Every year, craft breweries generate mountains of leftover hops, the green, cone-shaped flowers that give beer its bitter kick and hoppy aroma. Much of it is discarded after brewing. But a team of researchers in Brazil has discovered that this brewing waste appears capable of more than tripling a sunscreen’s measured SPF in lab tests.
Scientists from the University of São Paulo and the Federal University of Espírito Santo tested whether extracts made from used hops, leftovers from a brewing technique called dry-hopping, could improve how well sunscreen blocks ultraviolet rays. When the recycled hop extract was mixed into a sunscreen formula using water as the solvent, the product’s sun protection factor jumped from about 54 to 178. According to the researchers, this is the first successful demonstration that both fresh and brewery-recycled hop extracts can work as add-on ingredients in sunscreen formulas, evaluated using a standardized lab method.
Published in Photochem, the paper arrives as the cosmetics industry faces growing pressure to find natural, eco-friendly alternatives that are gentler on human skin and fragile ocean ecosystems.
Hops Already Have a History in Skin Research
Hops have long been valued for more than just beer.

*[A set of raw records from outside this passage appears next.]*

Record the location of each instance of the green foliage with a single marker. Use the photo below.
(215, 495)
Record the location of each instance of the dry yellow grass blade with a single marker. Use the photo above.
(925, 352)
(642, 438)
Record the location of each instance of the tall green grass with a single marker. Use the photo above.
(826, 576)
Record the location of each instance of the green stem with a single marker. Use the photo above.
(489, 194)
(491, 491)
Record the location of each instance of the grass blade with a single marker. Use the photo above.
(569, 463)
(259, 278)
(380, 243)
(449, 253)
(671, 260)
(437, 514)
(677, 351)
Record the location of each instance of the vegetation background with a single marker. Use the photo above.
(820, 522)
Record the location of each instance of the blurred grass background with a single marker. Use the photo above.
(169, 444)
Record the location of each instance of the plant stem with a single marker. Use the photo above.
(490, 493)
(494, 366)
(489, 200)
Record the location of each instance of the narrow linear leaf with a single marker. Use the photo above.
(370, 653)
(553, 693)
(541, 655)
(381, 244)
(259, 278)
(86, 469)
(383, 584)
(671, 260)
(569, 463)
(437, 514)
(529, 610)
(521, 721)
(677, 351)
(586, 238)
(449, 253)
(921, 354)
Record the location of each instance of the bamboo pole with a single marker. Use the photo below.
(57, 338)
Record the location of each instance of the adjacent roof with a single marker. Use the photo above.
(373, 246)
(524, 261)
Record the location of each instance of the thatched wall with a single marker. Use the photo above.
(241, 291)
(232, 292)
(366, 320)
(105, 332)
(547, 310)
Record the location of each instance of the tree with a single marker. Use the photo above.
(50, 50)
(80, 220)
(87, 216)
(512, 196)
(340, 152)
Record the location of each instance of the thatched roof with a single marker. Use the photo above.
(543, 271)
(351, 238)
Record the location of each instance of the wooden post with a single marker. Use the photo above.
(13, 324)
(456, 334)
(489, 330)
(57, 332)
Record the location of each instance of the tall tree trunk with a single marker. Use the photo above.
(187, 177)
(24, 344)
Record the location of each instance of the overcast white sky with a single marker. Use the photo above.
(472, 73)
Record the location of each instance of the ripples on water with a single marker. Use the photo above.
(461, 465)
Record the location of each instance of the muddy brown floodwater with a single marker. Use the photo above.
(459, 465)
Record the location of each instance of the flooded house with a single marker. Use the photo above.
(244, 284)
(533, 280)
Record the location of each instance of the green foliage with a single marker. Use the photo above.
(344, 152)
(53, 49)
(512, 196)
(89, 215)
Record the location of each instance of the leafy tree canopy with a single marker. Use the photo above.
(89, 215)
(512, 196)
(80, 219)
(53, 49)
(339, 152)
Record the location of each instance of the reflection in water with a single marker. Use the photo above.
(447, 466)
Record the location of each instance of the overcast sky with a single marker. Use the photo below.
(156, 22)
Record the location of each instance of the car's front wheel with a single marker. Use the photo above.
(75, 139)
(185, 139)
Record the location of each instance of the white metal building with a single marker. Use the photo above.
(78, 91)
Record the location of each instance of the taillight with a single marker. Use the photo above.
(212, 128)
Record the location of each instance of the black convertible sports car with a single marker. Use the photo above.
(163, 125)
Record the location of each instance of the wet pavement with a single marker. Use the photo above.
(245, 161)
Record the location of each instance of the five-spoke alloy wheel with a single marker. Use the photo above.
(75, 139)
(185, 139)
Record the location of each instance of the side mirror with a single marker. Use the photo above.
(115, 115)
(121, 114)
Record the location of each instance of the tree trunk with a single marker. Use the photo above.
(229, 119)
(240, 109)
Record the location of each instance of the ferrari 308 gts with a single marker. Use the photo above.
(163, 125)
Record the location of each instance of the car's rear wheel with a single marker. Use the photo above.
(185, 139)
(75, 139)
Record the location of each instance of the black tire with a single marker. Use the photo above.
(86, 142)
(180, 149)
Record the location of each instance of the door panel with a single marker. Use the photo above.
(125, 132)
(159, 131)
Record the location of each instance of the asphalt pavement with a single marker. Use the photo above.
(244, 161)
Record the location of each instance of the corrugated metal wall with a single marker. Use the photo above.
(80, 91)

The plant contains biologically active compounds, including bitter acids and antioxidants, that earlier research has shown can protect against UV damage at the cellular level. That prior work made hops an intriguing candidate for skin care.
What sets this study apart is its focus on waste. During dry-hopping, hops are added after fermentation to intensify aroma and flavor, and an estimated 85% of the plant’s beneficial compounds remain trapped in the leftover material. Breweries typically discard it. Could those abandoned compounds still do useful work?
To find out, the team obtained two types of hop material: commercially purchased pellets that had never been used in brewing, and material that had already gone through dry-hopping and would normally be thrown away. Both were soaked overnight in ethanol, put through a second extraction step, dried, and stored.
A Compound Found Only in the Waste
Using a lab technique that separates and identifies chemical compounds, the researchers mapped what was in each extract. Both contained bitter acids typical of hops. But the reused extract held something unexpected: it was the only one that contained a compound related to xanthohumol, a plant pigment studied for its antioxidant and anti-inflammatory properties.
Xanthohumol makes up only 0.1 to 1.0% of dried female hop flowers by weight. During conventional brewing, heat can transform it into a different compound. Because dry-hopping happens after fermentation and cooling, the researchers suggest this may help preserve xanthohumol-related compounds in the leftover material. They also proposed that other compounds in the fresh extract may have masked the xanthohumol signal, and that the brewing process consumed those competing compounds, concentrating xanthohumol in the waste.
When the team ran a standard antioxidant test, the fresh hop extract showed moderate activity, while the reused extract showed none. The researchers noted this does not necessarily mean the reused extract lacks antioxidant potential. Previous research cited in the paper found that even pure xanthohumol performs poorly on this particular test, which may not capture how the compound actually works.
Reused Hops Dramatically Raised Lab SPF Scores
Eight sunscreen formulas were prepared, all containing the same standard UVA and UVB filters at identical concentrations. The formulas differed only in which hop extract they contained and which solvent was used: distilled water or one of three oily liquids. Each was spread onto specialized plastic plates and analyzed using an instrument measuring how much UV light passes through the sunscreen film.
Without any hop extract, the control sunscreen delivered an SPF of about 54. Formulas using oily solvents generally clustered between roughly 40 and 78. Water-based formulas stood out sharply. Fresh hop extract in water pushed SPF to about 117, while the reused hop extract in water reached approximately 178.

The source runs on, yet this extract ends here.